Market Update – The budget looms large later today, but will it be full of tricks or treats? With Theresa May suggesting an end to Austerity it has made it a lot more interesting than I had expected. If I was a cynical man, I would say that the Tories had made many unpopular cuts and tax changes in the lead up to the B-Word, so they can relax the purse strings a bit to try and curry some good favour ahead of a very tough time for them, so they can cling on in power for longer. But luckily, I don’t think like that…. I am not expecting any major changes to affect the property world. I believe the factors affecting the property market in the Chancellors remit, such as the rise in Stamp Duty on £1m+ purchases and 2nd Property purchases (including the removal of tax relief on BTL’s), have been annoyingly effective in raising revenue while only affecting the London market and Landlords. In many cases, the wider voting community remain relatively unaffected, therefore perceived votes secured. However, there is also the Stamp Duty holiday for First Time Buyers up to £300k, so not all bad news. Point being, I don’t think it can get any worst so lets cross our fingers for some good news! That’s before we even address the fact we have not built enough homes for the last 30 years, resulting in the high prices we see, but that is a story for another day. 

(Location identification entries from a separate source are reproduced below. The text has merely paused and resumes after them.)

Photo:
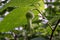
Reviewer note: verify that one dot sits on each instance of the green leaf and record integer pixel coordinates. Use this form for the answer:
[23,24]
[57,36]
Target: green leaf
[17,16]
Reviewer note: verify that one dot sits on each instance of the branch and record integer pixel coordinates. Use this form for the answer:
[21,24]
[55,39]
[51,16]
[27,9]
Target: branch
[54,29]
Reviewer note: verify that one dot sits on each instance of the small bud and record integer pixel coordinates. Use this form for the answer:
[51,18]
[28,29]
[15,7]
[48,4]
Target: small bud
[29,15]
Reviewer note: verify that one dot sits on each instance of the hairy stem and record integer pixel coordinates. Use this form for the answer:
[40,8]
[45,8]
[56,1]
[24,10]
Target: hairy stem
[54,29]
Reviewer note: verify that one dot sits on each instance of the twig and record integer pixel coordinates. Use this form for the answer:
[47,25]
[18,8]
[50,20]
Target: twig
[54,29]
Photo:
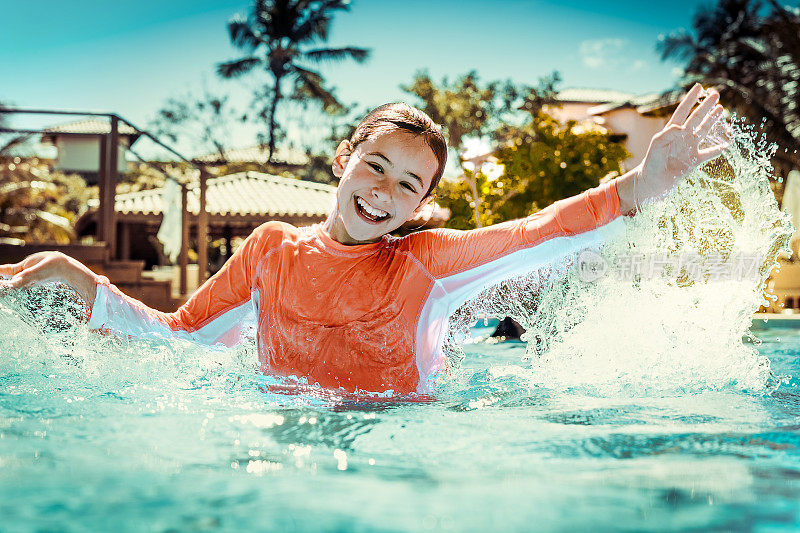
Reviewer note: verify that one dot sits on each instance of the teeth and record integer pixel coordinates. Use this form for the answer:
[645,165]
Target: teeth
[377,213]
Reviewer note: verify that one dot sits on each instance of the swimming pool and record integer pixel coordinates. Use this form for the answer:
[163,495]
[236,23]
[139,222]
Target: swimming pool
[166,437]
[640,402]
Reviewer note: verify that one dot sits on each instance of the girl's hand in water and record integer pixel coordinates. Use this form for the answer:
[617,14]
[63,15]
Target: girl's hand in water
[675,150]
[50,266]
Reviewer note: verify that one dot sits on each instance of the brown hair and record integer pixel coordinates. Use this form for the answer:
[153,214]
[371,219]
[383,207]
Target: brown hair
[400,116]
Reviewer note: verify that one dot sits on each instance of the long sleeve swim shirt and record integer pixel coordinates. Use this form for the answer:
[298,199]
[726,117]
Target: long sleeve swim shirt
[371,317]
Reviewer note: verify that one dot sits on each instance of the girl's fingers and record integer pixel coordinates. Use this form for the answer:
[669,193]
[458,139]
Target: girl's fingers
[709,122]
[11,269]
[699,114]
[683,109]
[710,153]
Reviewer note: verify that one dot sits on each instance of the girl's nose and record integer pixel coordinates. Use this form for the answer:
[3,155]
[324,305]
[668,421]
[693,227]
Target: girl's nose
[381,191]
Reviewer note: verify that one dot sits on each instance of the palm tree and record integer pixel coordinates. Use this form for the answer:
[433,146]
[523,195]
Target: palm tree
[274,37]
[753,56]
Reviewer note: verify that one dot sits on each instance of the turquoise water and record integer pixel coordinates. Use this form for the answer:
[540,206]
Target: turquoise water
[167,437]
[639,403]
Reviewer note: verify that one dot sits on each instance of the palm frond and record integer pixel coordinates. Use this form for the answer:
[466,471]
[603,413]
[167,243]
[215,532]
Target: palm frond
[241,34]
[337,54]
[14,142]
[308,84]
[233,69]
[678,45]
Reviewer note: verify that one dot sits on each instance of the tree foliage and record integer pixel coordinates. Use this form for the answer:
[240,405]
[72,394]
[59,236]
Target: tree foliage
[35,204]
[751,52]
[543,162]
[202,120]
[540,160]
[276,37]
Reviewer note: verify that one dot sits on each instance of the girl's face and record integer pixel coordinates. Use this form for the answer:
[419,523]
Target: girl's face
[383,182]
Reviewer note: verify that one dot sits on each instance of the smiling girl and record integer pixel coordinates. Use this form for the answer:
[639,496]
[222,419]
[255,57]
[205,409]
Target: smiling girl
[346,305]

Rate Update – We’ve seen a fall back in SWAP Rates in recent weeks – 2 year money is down to 1.098% (a fall of 0.108% in 2 weeks) and 5 year money is down to 1.362% (a fall of 0.169% in 2 weeks). This is relevant as banks largely price their fixed rate mortgages off SWAP Rates, or at least it is a very good guide as to where pricing is heading. However, we aren’t expecting mortgage rates to drop as the general curve has been upwards for the past few months, it just takes the pressure off any increases in the near future.

LIBOR remains pretty much flat at 0.808% (up 0.005% in the last week). This is the main reference for variable rate mortgages as this is the benchmark rate at which Banks lend to one another.

On both fixed and variable rates, lenders will typically add about 0.5% to the rates above to create the mortgage products they offer. However, the rate you will be offered is heavily dependant on your circumstances and deposit/equity level.